Aku tahu warna wajah itu. Sebelum ibu mengeluarkan kata dan keringatku
bercucuran karena mencari jawaban atas pertanyaan ibu. Lebih baik aku kabur.
DEEBB!
Buku di
tangan yang aku tutup dengan tergesa, berdebam. Tanpa suara aku meninggalkan
ibu di teras samping. Aku bergegas melangkah. Satu, dua, tiga langkah. Pada
langkah ke empat, hanya selangkah lagi memasuki pintu, di belakang, suara ibu
terdengar lagi.
“Jaga
pandangan, Kang.”
Langkahku
terhenti. Aku menoleh ke belakang. Wajah ibu masih tersenyum. Kali ini berirama
ganjil. Aku balas dengan sebuah senyuman dingin. Kemudian melanjutkan langkah.

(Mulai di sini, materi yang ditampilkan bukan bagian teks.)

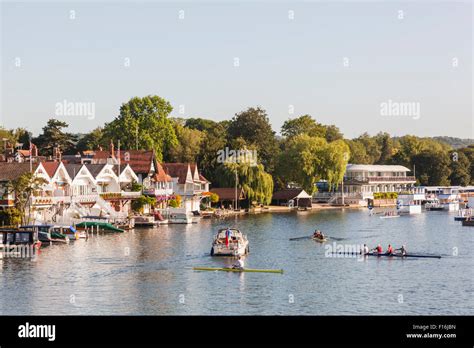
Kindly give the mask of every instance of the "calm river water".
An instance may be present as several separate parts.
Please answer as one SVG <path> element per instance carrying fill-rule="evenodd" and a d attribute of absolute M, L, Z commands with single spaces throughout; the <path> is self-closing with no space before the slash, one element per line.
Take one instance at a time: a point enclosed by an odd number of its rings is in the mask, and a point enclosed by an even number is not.
<path fill-rule="evenodd" d="M 398 219 L 367 210 L 247 215 L 135 229 L 43 248 L 36 261 L 0 260 L 0 314 L 326 315 L 474 314 L 474 228 L 447 212 Z M 246 266 L 284 274 L 196 272 L 218 228 L 248 235 Z M 441 259 L 334 258 L 312 240 L 407 245 Z M 330 243 L 327 243 L 330 244 Z M 454 256 L 455 255 L 455 256 Z"/>

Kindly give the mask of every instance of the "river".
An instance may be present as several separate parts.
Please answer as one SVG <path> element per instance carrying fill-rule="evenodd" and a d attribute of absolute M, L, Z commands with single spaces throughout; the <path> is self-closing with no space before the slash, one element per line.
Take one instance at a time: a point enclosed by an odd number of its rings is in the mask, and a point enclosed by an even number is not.
<path fill-rule="evenodd" d="M 474 228 L 448 212 L 380 219 L 365 210 L 263 213 L 103 234 L 0 260 L 2 315 L 473 315 Z M 283 274 L 198 272 L 218 228 L 248 235 L 246 267 Z M 375 246 L 406 244 L 441 259 L 336 258 L 315 227 Z"/>

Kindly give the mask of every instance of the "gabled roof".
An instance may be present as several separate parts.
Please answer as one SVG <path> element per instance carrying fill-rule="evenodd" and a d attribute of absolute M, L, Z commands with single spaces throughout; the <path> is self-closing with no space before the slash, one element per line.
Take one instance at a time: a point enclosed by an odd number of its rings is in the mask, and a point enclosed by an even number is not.
<path fill-rule="evenodd" d="M 84 165 L 89 170 L 89 172 L 94 177 L 94 179 L 97 178 L 97 175 L 99 175 L 100 172 L 102 171 L 102 169 L 104 169 L 104 167 L 106 166 L 105 163 L 102 163 L 102 164 L 84 164 Z"/>
<path fill-rule="evenodd" d="M 178 184 L 187 182 L 189 163 L 163 163 L 166 173 L 172 178 L 178 178 Z"/>
<path fill-rule="evenodd" d="M 118 150 L 115 151 L 118 156 Z M 110 151 L 95 151 L 93 160 L 111 158 Z M 155 159 L 153 150 L 120 150 L 120 164 L 129 164 L 136 174 L 148 174 Z"/>
<path fill-rule="evenodd" d="M 202 175 L 201 173 L 199 173 L 199 180 L 201 180 L 202 182 L 207 182 L 208 184 L 210 184 L 211 182 L 209 180 L 207 180 L 204 175 Z"/>
<path fill-rule="evenodd" d="M 235 188 L 234 187 L 216 187 L 211 189 L 212 193 L 215 193 L 219 196 L 219 201 L 233 201 L 235 200 Z M 241 188 L 237 189 L 237 195 L 239 200 L 246 198 L 245 191 Z"/>
<path fill-rule="evenodd" d="M 33 171 L 38 168 L 38 163 L 33 163 Z M 11 181 L 15 180 L 21 175 L 30 171 L 30 163 L 7 163 L 0 162 L 0 181 Z"/>
<path fill-rule="evenodd" d="M 290 200 L 295 198 L 311 198 L 311 196 L 301 188 L 292 188 L 292 189 L 284 189 L 280 191 L 275 191 L 273 193 L 272 199 L 283 199 L 283 200 Z"/>
<path fill-rule="evenodd" d="M 171 176 L 166 174 L 165 169 L 160 163 L 156 164 L 154 179 L 156 182 L 171 182 L 173 180 Z"/>
<path fill-rule="evenodd" d="M 69 177 L 74 180 L 76 175 L 81 171 L 83 164 L 74 164 L 74 163 L 66 163 L 64 167 L 66 168 Z"/>
<path fill-rule="evenodd" d="M 52 178 L 56 173 L 56 170 L 58 170 L 60 162 L 42 162 L 41 164 L 49 177 Z"/>

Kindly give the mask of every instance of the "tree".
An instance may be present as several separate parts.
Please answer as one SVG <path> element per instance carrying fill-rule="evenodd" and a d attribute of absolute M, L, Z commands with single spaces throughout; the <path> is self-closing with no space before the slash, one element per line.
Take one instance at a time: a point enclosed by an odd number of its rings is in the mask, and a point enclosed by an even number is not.
<path fill-rule="evenodd" d="M 346 140 L 346 144 L 349 146 L 351 152 L 351 157 L 349 158 L 350 163 L 371 164 L 371 158 L 367 155 L 367 151 L 362 142 L 357 140 Z"/>
<path fill-rule="evenodd" d="M 224 125 L 216 123 L 213 127 L 203 131 L 200 143 L 198 163 L 202 174 L 212 183 L 218 182 L 217 162 L 218 151 L 224 150 L 227 143 L 227 131 Z"/>
<path fill-rule="evenodd" d="M 469 174 L 471 176 L 471 184 L 474 184 L 474 145 L 461 148 L 458 150 L 458 152 L 462 152 L 470 162 Z"/>
<path fill-rule="evenodd" d="M 316 122 L 311 115 L 303 115 L 285 121 L 281 127 L 281 134 L 287 138 L 307 134 L 312 137 L 325 138 L 328 142 L 343 138 L 339 128 L 334 125 L 322 125 Z"/>
<path fill-rule="evenodd" d="M 105 148 L 109 143 L 110 139 L 105 139 L 102 128 L 97 127 L 79 138 L 76 144 L 76 151 L 97 150 L 99 147 Z"/>
<path fill-rule="evenodd" d="M 217 125 L 217 122 L 212 120 L 206 120 L 204 118 L 188 118 L 185 121 L 184 126 L 191 129 L 197 129 L 198 131 L 204 132 L 213 129 Z"/>
<path fill-rule="evenodd" d="M 33 138 L 33 134 L 24 128 L 17 128 L 13 132 L 13 136 L 17 143 L 23 144 L 22 149 L 30 148 L 30 139 Z"/>
<path fill-rule="evenodd" d="M 288 139 L 280 154 L 278 178 L 285 184 L 296 183 L 311 194 L 321 179 L 337 187 L 344 177 L 349 157 L 350 149 L 344 140 L 328 143 L 321 137 L 300 134 Z"/>
<path fill-rule="evenodd" d="M 327 142 L 322 137 L 300 134 L 288 139 L 278 159 L 278 177 L 286 184 L 294 182 L 312 194 L 321 179 Z"/>
<path fill-rule="evenodd" d="M 10 207 L 0 210 L 0 226 L 18 226 L 21 224 L 21 213 L 17 208 Z"/>
<path fill-rule="evenodd" d="M 120 114 L 104 126 L 106 139 L 120 139 L 124 149 L 155 150 L 158 161 L 177 145 L 168 115 L 171 104 L 159 96 L 134 97 L 120 107 Z"/>
<path fill-rule="evenodd" d="M 15 145 L 17 139 L 15 138 L 12 131 L 7 130 L 0 126 L 0 151 L 1 154 L 5 153 L 5 145 Z M 8 148 L 8 145 L 7 145 Z"/>
<path fill-rule="evenodd" d="M 374 164 L 380 160 L 382 154 L 381 146 L 368 133 L 359 136 L 355 141 L 362 144 L 367 154 L 367 164 Z"/>
<path fill-rule="evenodd" d="M 230 121 L 227 132 L 228 140 L 242 138 L 247 146 L 255 146 L 266 170 L 270 173 L 273 171 L 278 146 L 265 110 L 260 107 L 248 108 L 236 114 Z"/>
<path fill-rule="evenodd" d="M 196 162 L 204 133 L 197 129 L 184 127 L 179 123 L 175 123 L 174 129 L 178 141 L 171 146 L 165 158 L 170 162 Z"/>
<path fill-rule="evenodd" d="M 27 225 L 29 223 L 31 199 L 34 193 L 40 191 L 42 186 L 46 183 L 46 180 L 43 178 L 38 178 L 30 172 L 24 173 L 17 179 L 8 182 L 7 193 L 13 194 L 15 197 L 15 208 L 21 215 L 21 223 L 23 225 Z"/>
<path fill-rule="evenodd" d="M 329 187 L 337 188 L 346 172 L 350 157 L 349 146 L 344 140 L 332 141 L 327 145 L 323 156 L 321 176 L 327 180 Z"/>
<path fill-rule="evenodd" d="M 452 152 L 450 154 L 451 164 L 451 175 L 449 180 L 451 185 L 467 186 L 471 182 L 471 163 L 467 156 L 462 152 Z"/>
<path fill-rule="evenodd" d="M 420 185 L 449 186 L 450 160 L 446 152 L 423 151 L 412 157 Z"/>
<path fill-rule="evenodd" d="M 217 168 L 221 187 L 234 187 L 237 173 L 238 184 L 244 190 L 249 203 L 270 204 L 273 195 L 273 178 L 262 164 L 225 163 Z"/>
<path fill-rule="evenodd" d="M 53 149 L 59 147 L 61 152 L 68 154 L 74 150 L 75 137 L 70 133 L 65 133 L 63 128 L 68 124 L 54 118 L 48 120 L 43 127 L 43 133 L 33 140 L 38 147 L 39 153 L 46 156 L 53 155 Z"/>
<path fill-rule="evenodd" d="M 387 164 L 393 155 L 393 141 L 390 134 L 380 132 L 375 136 L 375 141 L 380 148 L 380 157 L 376 164 Z"/>

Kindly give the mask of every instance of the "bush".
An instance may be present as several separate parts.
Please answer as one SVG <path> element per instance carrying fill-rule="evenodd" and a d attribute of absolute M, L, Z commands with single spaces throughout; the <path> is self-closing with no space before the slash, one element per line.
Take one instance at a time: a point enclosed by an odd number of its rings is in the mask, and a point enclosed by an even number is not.
<path fill-rule="evenodd" d="M 140 196 L 140 198 L 132 202 L 132 210 L 137 213 L 142 213 L 145 205 L 149 205 L 154 208 L 156 204 L 156 199 L 154 197 Z"/>
<path fill-rule="evenodd" d="M 396 192 L 374 192 L 374 199 L 397 199 Z"/>
<path fill-rule="evenodd" d="M 217 203 L 219 202 L 219 195 L 217 193 L 211 193 L 211 196 L 209 197 L 211 203 Z"/>
<path fill-rule="evenodd" d="M 21 224 L 21 213 L 16 208 L 7 208 L 0 211 L 1 226 L 17 226 Z"/>

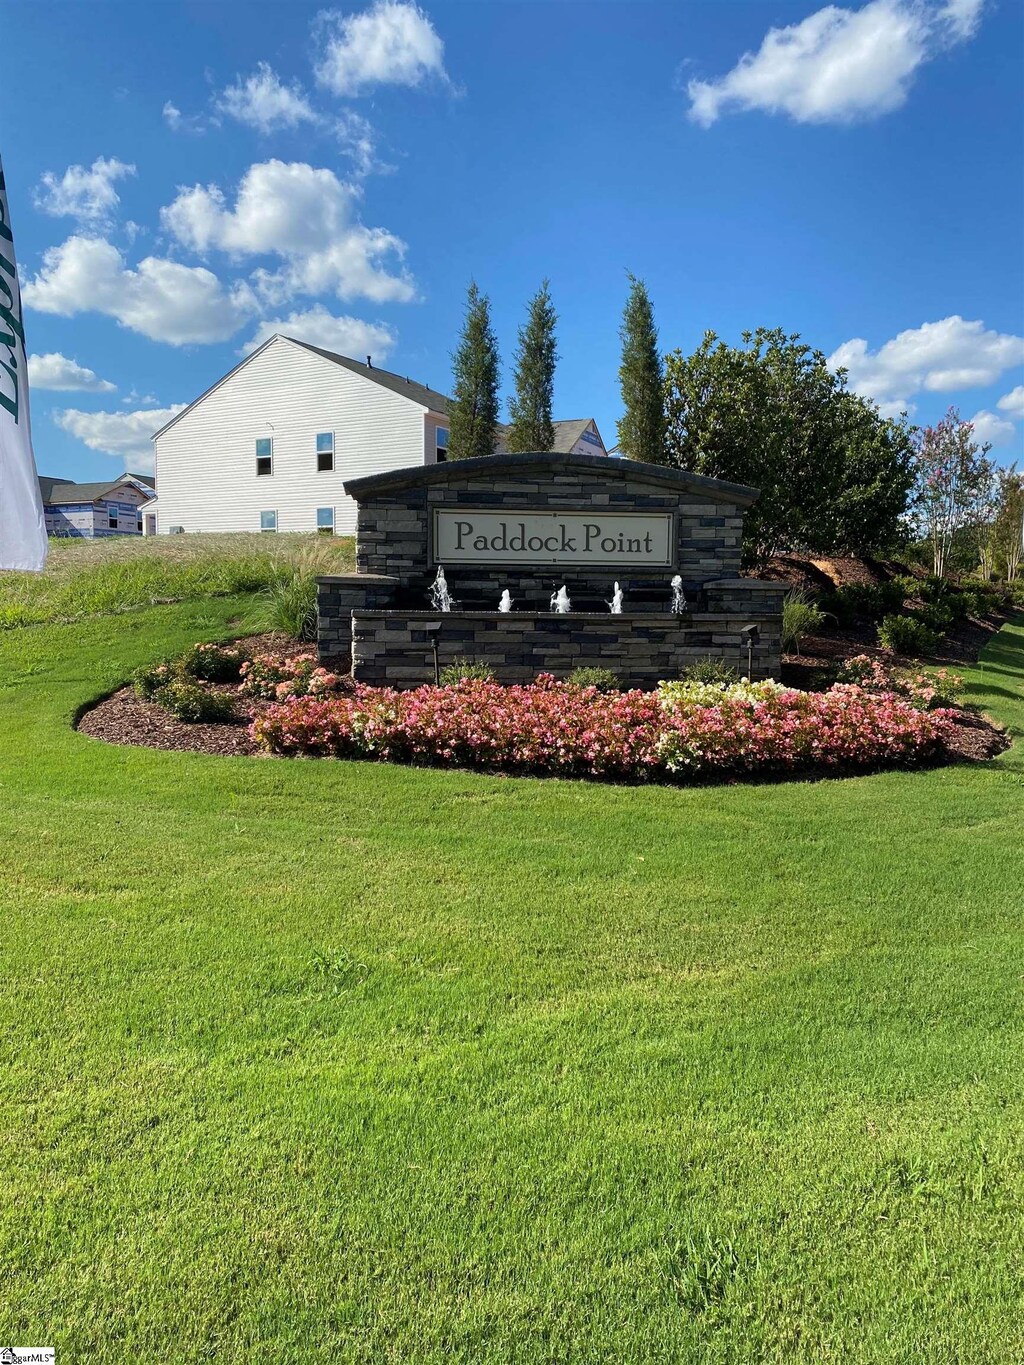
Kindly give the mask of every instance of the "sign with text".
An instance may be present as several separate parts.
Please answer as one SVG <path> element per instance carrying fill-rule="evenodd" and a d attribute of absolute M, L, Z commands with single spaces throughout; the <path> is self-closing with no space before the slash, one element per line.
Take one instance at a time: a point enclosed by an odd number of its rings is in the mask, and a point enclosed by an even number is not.
<path fill-rule="evenodd" d="M 434 510 L 435 564 L 607 564 L 668 568 L 671 512 Z"/>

Hanya satu harapan di dadaku saat itu. Semoga saja ibu tak akan bertanya lagi
tentang ini. Meskipun hanya sekali. Semoga.
Waktu
terus berjalan. Benar saja. Sang Maha Pendengar mengabulkan do’aku. Sejak sore
itu, tak sekalipun ibu menyinggung-nyinggung peristiwa yang membuat jantungku
berdetak lebih cepat dari biasanya. Segalanya berjalan normal seperti sedia
kala. Seperti tidak ada kejadian apa-apa diwaktu sore itu. Aku aman. Ya, aku
memang aman. Setidaknya hingga hari itu. Saat Teh Asih, tetangga dekatku
bertandang ke rumah sambil membantu ibu memasak.
“Teh
Haji kenapa tadi tidak pengajian?” sayup-sayup pertanyaan Teh Asih terdengar
sampai ruang keluarga. Aku sedang menonton tv.
Obrolan
Ibu dan Teh Asih terus berlanjut. Suara ulekan batu yangberadu dengan
penguleknya, serta gemeletak wajan yang beradu dengan osengannya mengiringi
perbincangan dua orang ibu-ibu itu. Aku tak menghiraukan obrolan itu. Fokusku
masih tertuju pada acara yang sedang ku tonton.
“Teh
Haji, tadi setelah pengajian, saya pulang bareng dengan Ibu ustadzah,” Teh Asih
melanjutkan ceritanya. Ucapan samar-samar ini mulai menarik perhatianku.
Mungkin sebenarnya bukan ucapannya yang membetot perhatianku, melainkan siapa
yang sedang dibicarakan. Segera aku kecilkan suara tv.
“Teh Haji
tahu gak tadi Ibu ustadzah bilang apa?” teh Asih bertanya pada ibu. Suasana
hening sejenak. Aku tak tahu, mungkin ketika jeda itu ibu sedang menggelengkan
kepala di dapur.
“Ibu
ustadzah tadi bilang, dia akan sangat senang jika yang menikah dengan Hena
kelak adalah si Akang,” lanjut teh Asih.